– Приходите завтра на турнир. Часа в два.
– Завтра не могу. Я уезжаю в Берн.
– Ну, послезавтра. Часа в четыре.
– Не обещаю. Возможно, я тоже буду занята, – уклонялась Грейс, отлично зная, что в ото время она свободна. – Но я постараюсь.
– Приходите, Грейс, обязательно приходите, – просил Алехин, целуя ей на прощание руку. – Я так буду вас ждать…
У себя в номере перед сном Алехин сел за шахматы посмотреть сегодняшнюю интересную партию с Ионером. Но из этой его попытки ничего не получилось. Среди белых и черных фигурок ему вскоре начали видеться большие зеленые глаза Грейс, в ушах слышался ее грудной голос. Он отодвинул в сторону шахматную доску и сел, уставившись в противоположную стену ничего не видящим взглядом.
«Какая женщина! – в который раз вспоминал Алехин Грейс. – Красивая, умная, чувственная». Подобных ей Алехин не встречал за всю свою жизнь. «А многим ли вообще женщинам суждено было играть роль в твоей жизни? – спросил сам себя Алехин и ответил: – Немногим. Тебе просто некогда было замечать их, уделять им время. Все было отдано шахматам.
И вот теперь, когда тебе уже сорок с лишним, как удар грома нагрянула любовь. Да что скрывать – именно любовь. Она пришла даже не сегодня: шесть лет назад она забралась в твое сердце и притаилась там, робкая и нерешительная. Ты любишь эту женщину, она для тебя весь мир, ты жить без нее не можешь.
Да, но ведь есть еще Надя. Что с ней будет? – задал сам себе вопрос Алехин, от которого у него похолодело в груди. – Надя – верный друг, добрая сестра, заботливая, как мать. Все лучшие качества женщины соединились в ней… кроме одного – способности вызывать пылкую любовь. Любил ли ты когда-нибудь Надю? – спросил Алехин себя и после короткого размышления ответил: – Нет. Чувство, которое ты питал к Наде, нельзя назвать любовью. Ты уважал ее, ценил, всегда старался заботиться о ней, делать так, чтобы жизнь ее была легкой и приятной. Но никогда, даже в первые минуты знакомства, совместной жизни с Надей ты не испытывал ничего подобного тому чувству, какое вызывает в тебе Грейс!»
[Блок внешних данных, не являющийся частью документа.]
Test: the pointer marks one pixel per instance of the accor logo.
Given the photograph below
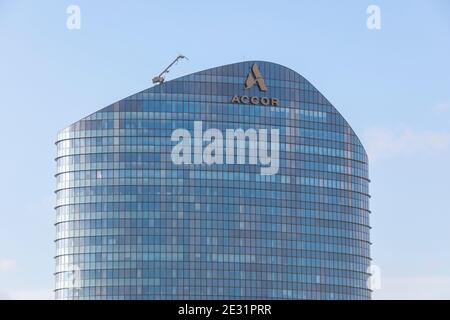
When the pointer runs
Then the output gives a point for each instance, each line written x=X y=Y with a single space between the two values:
x=255 y=77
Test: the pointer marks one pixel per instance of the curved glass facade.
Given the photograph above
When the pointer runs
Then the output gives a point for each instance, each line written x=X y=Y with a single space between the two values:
x=132 y=224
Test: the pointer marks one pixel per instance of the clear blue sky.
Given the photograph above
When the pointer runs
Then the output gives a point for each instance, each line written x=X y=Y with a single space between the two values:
x=392 y=85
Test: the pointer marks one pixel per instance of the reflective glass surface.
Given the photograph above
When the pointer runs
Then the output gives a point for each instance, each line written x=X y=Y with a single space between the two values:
x=130 y=224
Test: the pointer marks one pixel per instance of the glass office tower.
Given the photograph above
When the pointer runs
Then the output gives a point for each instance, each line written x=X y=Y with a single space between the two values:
x=132 y=224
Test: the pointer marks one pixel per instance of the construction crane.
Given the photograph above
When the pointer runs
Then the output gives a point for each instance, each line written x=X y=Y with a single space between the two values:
x=160 y=78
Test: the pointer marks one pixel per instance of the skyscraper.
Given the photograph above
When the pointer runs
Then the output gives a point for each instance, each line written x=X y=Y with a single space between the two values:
x=153 y=201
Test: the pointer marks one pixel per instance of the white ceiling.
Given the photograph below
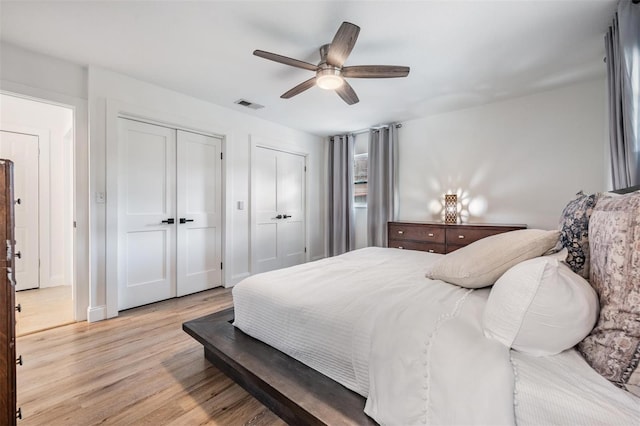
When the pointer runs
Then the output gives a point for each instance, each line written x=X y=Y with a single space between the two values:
x=461 y=53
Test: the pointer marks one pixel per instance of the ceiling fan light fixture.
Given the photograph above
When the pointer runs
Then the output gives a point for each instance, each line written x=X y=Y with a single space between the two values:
x=329 y=79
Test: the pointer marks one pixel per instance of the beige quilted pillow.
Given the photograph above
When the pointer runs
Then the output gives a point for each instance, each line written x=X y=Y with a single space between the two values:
x=481 y=263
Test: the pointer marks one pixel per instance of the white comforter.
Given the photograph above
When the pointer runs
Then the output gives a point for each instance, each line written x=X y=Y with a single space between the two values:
x=414 y=347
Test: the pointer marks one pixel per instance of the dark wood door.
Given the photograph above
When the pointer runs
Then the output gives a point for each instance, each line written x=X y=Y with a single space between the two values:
x=7 y=298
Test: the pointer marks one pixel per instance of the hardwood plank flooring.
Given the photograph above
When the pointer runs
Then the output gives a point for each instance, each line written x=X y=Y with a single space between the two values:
x=43 y=308
x=138 y=368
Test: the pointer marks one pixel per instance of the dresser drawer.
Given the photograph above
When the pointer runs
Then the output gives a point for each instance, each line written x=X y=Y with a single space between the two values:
x=431 y=234
x=416 y=245
x=466 y=234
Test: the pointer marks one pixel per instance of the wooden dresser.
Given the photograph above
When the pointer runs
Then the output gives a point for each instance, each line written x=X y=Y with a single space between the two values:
x=437 y=237
x=8 y=411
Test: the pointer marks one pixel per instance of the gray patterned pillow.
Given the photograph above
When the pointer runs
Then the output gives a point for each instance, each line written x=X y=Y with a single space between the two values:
x=574 y=232
x=613 y=347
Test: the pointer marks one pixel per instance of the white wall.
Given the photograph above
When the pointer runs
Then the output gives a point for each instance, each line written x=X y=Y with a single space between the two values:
x=148 y=101
x=52 y=79
x=517 y=161
x=56 y=234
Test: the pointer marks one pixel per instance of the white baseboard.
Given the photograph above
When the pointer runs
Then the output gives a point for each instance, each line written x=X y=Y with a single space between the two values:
x=235 y=279
x=96 y=313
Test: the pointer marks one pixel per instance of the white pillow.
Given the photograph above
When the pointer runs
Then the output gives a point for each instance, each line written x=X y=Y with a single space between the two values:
x=481 y=263
x=540 y=307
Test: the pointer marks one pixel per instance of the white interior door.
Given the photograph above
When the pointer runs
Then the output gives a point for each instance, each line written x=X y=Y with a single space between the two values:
x=146 y=213
x=291 y=204
x=279 y=183
x=199 y=199
x=23 y=150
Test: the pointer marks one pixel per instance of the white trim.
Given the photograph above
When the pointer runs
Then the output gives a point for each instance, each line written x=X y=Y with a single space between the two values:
x=235 y=279
x=82 y=237
x=97 y=313
x=117 y=109
x=259 y=142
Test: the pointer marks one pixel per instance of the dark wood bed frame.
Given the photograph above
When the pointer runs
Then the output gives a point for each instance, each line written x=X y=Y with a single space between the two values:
x=293 y=391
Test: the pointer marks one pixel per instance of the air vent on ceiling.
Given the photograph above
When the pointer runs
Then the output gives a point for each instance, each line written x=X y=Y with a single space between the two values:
x=248 y=104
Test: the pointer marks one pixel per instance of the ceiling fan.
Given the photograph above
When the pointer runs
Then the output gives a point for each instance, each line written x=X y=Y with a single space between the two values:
x=330 y=73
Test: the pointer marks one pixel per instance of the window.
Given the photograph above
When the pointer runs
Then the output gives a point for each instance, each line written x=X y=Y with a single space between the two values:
x=360 y=176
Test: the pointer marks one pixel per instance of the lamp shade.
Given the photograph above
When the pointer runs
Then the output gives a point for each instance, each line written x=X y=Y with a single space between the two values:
x=450 y=208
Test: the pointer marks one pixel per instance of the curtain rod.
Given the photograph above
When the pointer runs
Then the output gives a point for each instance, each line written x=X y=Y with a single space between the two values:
x=358 y=132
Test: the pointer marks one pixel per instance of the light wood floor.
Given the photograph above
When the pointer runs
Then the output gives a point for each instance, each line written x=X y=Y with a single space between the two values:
x=138 y=368
x=43 y=308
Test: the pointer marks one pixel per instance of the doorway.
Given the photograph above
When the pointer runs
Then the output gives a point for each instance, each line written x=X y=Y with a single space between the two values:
x=38 y=137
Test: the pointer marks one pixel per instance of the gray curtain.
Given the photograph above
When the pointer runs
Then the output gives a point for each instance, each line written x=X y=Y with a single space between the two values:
x=622 y=43
x=382 y=183
x=341 y=214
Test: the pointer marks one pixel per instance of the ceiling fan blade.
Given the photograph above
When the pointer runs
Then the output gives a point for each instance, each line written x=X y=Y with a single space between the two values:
x=347 y=94
x=285 y=60
x=299 y=88
x=342 y=44
x=375 y=71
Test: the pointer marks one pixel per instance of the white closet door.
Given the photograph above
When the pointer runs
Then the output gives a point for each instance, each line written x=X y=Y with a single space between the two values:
x=291 y=204
x=22 y=149
x=199 y=219
x=279 y=203
x=146 y=202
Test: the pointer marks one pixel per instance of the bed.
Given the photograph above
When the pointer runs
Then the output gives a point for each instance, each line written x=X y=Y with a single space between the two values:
x=366 y=337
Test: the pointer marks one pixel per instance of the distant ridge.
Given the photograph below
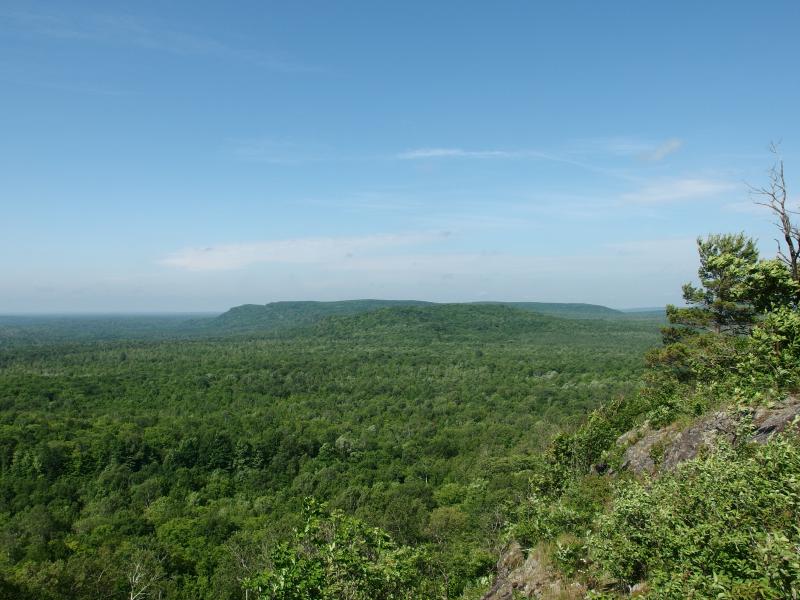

Он вспомнил свое первое знакомство с Надей на вечере в Париже, когда бездомный и гонимый судьбой он скитался от турнира к турниру, метался из страны в страну. В стремлении к шахматным успехам, в мечтаниях о шахматной короне Алехин просто не думал тогда о любви, даже не старался разобраться в своих чувствах к Наде. В это горячее время мысли его были заняты лишь одним – как можно лучше подготовиться к матчу с Капабланкой. Для этого нужны были домашний уют, внимание и забота ласковой женской руки. Надя самоотверженно помогала ему в подготовке, была для него женой и сиделкой, готова была отдать Алехину все, что имела. Он был благодарен ей за это, высоко ценил ее самоотверженность, старался сторицей отплатить за ее заботу, сделать все необходимое для ее счастья. И также отдавал ей все, что имел, все, что мог, кроме… любви.
«Неужели я так никогда и не любил Надю? – спрашивал сам себя Алехин уже позже, лежа в постели, не в силах побороть бессонницу. – Были ли отношения между нами хотя бы немного похожи на ту любовь, какую я испытываю к Грейс? Любовь страстную, чувственную. Нет, – решил Алехин. – Любви никогда не было. Дружба, уважение – да. Но любовь? Нет!
Так что же теперь делать – уйти от Нади? – терзался Алехин. – Забыть прожитые годы, отплатить черной неблагодарностью за ее заботу, самопожертвование? Ради любви? А нужна ли любовь шахматисту? Ведь говорят, что шахматы п любовь – явления крайние, противоположные. Часто одно мешает другому. Ты же сам любил повторять: «Любовь, ревность требуют времени, а я не могу отрывать лишние секунды от шахматной работы на чувства». Кто мы? Марабу, отрешившиеся от жизни, проводящие все время в дымных шахматных кафе. Мы ведем жизнь особую, отгороженную от остального мира; жизнь, куда труден доступ женщинам…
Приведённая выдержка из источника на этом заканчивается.